Have you ever wondered why you yawn when others too? Recently one couple reported yawning back and forth many times, each triggering the other person’s yawn. Why is yawning contagious, you may ask. A new study by researchers at University of Nottingham suggests that the human propensity for contagious yawning is triggered automatically in an area of the brain responsible for motor function or movement.
The study titled ‘A neural basis for contagious yawning’ was published August, 2017 in the journal Current Biology.
Since yawns are triggered automatically, your ability to reduce the urge to yawn when others nearby do is limited.
How did the researchers arrive at this conclusion?
They recruited 36 volunteers who were instructed to view videos of people yawning repeatedly. The volunteers were then told to either resist yawning or allow themselves to yawn. The participants were videoed throughout, and their yawns and stifled yawns were counted. In addition, the intensity of each participant’s perceived urge to yawn was continuously recorded.
They found that further stimulation or excitement of the brain areas associated with movement increased the urge to yawn in these healthy volunteers.
In a statement made by Georgina Jackson, Professor of Cognitive Neuropsychology in the Institute of Mental Health,
This research has shown that the ‘urge’ is increased by trying to stop yourself. Using electrical stimulation we were able to increase excitability and in doing so increase the propensity for contagious yawning. In Tourettes, if we could reduce the excitability we might reduce the ticks and that’s what we are working on.

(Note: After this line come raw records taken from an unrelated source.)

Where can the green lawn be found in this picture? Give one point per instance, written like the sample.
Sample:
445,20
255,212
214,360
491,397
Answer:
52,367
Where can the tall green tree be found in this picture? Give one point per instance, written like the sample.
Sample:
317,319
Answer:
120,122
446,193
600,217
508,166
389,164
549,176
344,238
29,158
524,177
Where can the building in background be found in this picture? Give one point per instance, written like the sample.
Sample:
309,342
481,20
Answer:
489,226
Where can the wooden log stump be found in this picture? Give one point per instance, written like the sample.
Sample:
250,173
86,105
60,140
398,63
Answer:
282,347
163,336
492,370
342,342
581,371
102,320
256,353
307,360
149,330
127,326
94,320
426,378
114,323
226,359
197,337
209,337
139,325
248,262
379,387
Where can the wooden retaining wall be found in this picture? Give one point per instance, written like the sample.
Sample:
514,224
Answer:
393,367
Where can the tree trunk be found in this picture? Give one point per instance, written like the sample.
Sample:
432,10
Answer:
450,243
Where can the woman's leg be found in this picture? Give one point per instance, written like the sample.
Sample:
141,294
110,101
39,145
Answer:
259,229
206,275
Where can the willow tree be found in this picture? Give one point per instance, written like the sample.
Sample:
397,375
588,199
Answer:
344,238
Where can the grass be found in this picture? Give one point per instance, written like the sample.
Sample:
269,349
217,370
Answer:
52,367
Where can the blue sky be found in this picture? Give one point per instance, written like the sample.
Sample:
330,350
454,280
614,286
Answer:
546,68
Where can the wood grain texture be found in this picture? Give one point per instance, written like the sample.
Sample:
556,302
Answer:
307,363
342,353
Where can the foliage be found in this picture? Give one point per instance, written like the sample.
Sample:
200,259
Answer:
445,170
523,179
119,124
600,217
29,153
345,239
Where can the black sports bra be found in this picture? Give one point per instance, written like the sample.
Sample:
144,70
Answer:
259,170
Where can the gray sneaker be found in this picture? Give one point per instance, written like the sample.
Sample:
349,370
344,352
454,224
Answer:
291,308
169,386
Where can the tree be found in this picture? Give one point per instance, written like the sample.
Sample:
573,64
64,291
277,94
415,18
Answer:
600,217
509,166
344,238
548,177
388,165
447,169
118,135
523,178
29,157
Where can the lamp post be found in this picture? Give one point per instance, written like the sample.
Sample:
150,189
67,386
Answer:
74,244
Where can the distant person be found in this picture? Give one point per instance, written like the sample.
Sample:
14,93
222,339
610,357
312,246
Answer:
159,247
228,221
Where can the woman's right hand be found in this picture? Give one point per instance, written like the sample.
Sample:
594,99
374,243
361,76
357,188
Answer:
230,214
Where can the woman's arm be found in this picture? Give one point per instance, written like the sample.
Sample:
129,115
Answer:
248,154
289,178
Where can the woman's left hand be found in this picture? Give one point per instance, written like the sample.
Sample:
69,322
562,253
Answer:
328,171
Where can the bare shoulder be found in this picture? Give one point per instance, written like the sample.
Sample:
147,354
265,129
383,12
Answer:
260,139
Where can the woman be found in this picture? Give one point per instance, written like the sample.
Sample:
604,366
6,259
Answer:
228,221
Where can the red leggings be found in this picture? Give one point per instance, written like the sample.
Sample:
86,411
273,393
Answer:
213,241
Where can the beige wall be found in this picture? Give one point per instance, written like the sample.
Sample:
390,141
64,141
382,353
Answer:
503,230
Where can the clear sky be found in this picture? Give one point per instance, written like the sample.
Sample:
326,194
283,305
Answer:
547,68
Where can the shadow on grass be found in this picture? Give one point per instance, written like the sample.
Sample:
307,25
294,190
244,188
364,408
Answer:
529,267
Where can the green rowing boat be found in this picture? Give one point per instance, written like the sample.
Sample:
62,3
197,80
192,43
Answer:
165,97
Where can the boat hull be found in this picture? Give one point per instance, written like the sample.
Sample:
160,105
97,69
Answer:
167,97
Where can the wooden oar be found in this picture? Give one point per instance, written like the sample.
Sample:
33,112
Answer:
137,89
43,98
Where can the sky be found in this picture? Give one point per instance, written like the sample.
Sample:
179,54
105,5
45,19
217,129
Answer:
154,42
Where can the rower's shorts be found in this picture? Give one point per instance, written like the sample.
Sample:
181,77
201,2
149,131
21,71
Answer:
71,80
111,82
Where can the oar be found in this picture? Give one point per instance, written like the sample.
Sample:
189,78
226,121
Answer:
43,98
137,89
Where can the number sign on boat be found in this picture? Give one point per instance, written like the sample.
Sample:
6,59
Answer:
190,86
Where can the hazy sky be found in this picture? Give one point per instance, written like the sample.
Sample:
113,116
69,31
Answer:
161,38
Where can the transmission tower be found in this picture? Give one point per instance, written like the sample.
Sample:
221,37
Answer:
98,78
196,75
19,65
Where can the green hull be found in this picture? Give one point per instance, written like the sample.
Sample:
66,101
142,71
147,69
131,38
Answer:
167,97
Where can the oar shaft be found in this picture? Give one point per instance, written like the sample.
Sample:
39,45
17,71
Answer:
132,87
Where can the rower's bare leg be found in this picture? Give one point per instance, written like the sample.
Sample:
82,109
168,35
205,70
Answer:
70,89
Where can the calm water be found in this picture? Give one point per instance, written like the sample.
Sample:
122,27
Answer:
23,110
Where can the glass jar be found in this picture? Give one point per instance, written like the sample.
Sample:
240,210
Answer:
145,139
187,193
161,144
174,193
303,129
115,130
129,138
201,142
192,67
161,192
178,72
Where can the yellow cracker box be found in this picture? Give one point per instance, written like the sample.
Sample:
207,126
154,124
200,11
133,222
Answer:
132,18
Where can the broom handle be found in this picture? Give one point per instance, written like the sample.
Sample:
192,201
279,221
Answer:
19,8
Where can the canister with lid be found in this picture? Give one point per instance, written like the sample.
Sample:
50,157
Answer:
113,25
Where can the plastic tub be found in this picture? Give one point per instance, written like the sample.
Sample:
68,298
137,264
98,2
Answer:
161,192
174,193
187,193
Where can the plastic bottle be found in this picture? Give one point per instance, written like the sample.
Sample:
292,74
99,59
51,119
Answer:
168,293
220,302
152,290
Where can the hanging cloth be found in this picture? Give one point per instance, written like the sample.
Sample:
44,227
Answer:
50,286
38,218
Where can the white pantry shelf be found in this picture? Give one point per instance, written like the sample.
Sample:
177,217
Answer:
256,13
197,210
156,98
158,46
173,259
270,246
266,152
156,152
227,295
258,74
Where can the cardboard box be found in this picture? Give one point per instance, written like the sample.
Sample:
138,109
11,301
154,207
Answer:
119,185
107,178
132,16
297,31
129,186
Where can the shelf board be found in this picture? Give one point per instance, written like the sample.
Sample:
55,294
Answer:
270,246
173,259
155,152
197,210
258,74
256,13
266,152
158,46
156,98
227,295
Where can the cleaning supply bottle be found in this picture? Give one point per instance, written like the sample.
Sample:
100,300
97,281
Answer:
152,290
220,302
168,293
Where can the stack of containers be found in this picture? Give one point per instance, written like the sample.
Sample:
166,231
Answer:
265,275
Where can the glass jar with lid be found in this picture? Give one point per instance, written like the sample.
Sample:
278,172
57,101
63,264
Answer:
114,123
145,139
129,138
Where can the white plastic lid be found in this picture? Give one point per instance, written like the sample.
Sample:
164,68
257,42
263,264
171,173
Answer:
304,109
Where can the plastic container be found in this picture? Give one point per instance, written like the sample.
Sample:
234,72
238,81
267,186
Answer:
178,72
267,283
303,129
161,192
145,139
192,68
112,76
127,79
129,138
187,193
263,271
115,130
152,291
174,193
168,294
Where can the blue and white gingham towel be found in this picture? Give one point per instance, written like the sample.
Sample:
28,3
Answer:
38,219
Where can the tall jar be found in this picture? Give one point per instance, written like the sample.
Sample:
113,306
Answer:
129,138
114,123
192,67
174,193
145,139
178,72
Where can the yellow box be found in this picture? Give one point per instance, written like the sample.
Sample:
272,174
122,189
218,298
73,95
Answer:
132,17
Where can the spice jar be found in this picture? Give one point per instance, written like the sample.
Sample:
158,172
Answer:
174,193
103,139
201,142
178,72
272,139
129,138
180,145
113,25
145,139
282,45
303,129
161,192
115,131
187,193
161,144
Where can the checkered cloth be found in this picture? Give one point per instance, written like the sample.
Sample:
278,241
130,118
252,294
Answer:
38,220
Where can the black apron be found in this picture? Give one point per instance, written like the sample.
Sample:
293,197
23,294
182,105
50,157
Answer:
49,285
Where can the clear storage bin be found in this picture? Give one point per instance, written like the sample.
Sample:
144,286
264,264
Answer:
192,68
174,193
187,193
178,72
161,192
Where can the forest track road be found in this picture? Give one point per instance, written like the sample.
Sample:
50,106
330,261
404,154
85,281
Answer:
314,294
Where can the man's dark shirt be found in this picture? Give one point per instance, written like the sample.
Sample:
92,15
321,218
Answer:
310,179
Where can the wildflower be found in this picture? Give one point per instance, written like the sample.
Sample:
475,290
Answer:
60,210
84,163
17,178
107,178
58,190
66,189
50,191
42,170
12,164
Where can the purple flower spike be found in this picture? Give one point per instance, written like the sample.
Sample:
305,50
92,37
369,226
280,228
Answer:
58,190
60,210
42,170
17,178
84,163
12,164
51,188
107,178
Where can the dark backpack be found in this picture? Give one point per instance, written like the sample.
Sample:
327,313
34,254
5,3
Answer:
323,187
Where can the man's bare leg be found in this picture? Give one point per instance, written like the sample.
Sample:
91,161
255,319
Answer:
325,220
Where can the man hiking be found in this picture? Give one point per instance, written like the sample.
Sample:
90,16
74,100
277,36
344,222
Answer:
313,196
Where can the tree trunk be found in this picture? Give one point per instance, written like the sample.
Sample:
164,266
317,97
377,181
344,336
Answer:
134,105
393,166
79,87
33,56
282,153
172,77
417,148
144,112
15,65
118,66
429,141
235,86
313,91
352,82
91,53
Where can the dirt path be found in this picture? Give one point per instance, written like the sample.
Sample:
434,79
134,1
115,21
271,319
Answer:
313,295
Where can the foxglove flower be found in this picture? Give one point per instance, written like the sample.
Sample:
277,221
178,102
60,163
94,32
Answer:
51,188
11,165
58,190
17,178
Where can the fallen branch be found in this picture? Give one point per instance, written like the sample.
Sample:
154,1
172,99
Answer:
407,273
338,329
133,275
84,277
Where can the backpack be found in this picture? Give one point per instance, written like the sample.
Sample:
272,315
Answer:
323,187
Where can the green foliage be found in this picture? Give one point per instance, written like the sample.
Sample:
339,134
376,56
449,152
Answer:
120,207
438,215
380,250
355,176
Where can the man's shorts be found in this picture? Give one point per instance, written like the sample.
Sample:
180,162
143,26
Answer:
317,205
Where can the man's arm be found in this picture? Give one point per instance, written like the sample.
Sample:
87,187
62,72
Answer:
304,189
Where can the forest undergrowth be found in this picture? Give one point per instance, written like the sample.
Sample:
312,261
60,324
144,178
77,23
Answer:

Tourette syndrome is a form of tic disorder that is quite distressing. The individual experiences repetitive movements of vocalizations.
Is this new study on yawning useful?
Yes. Previous studies have suggested that yawning tends to occur when you are more empathetic, because centres in the brain that process emotions make yawning contagious. Therefore, if you identify with a person such as a friend, colleague or spouse, you are more likely to yawn whenever they do.
This new study suggests that yawning is contagious even if the other person is a stranger. Therefore, you do not need to worry if you yawn when others do. During meetings and conferences, it is not unusual to find people yawning concurrently. All you need is the first yawn from a tired, drowsy or weary participant. Because yawning is contagious, you may also find yourself yawning when you are not tired.
This study also helps us understand some conditions like autism, dementia and Tourette syndrome.
According to Stephen Jackson, Professor of Cognitive Neuroscience, in the School of Psychology
“We suggest that these findings may be particularly important in understanding further the association between motor excitability and the occurrence of echophenomena in a wide range of clinical conditions that have been linked to increased cortical excitability and/or decreased physiological inhibition such as epilepsy, dementia, autism, and Tourette syndrome.”
Clearly, you do not need to worry about contagious yawning. Nevertheless, yawning could be a source of concern when it becomes excessive.
What does it mean to yawn excessively?
Yawning is excessive when it occurs more than expected. This usually happens when an individual yawns more than a few times a minute. Each yawn typically involves taking a deep breath.
What are the common causes of excessive yawning?
Generally, yawning occurs when you are tired, drowsy or weary. Anything that influences these conditions may also result in yawning. Some common conditions:
Medications e.g antidepressants
In view of the serious health conditions associated with excessive yawning, do not delay in seeking medical help if you experience it.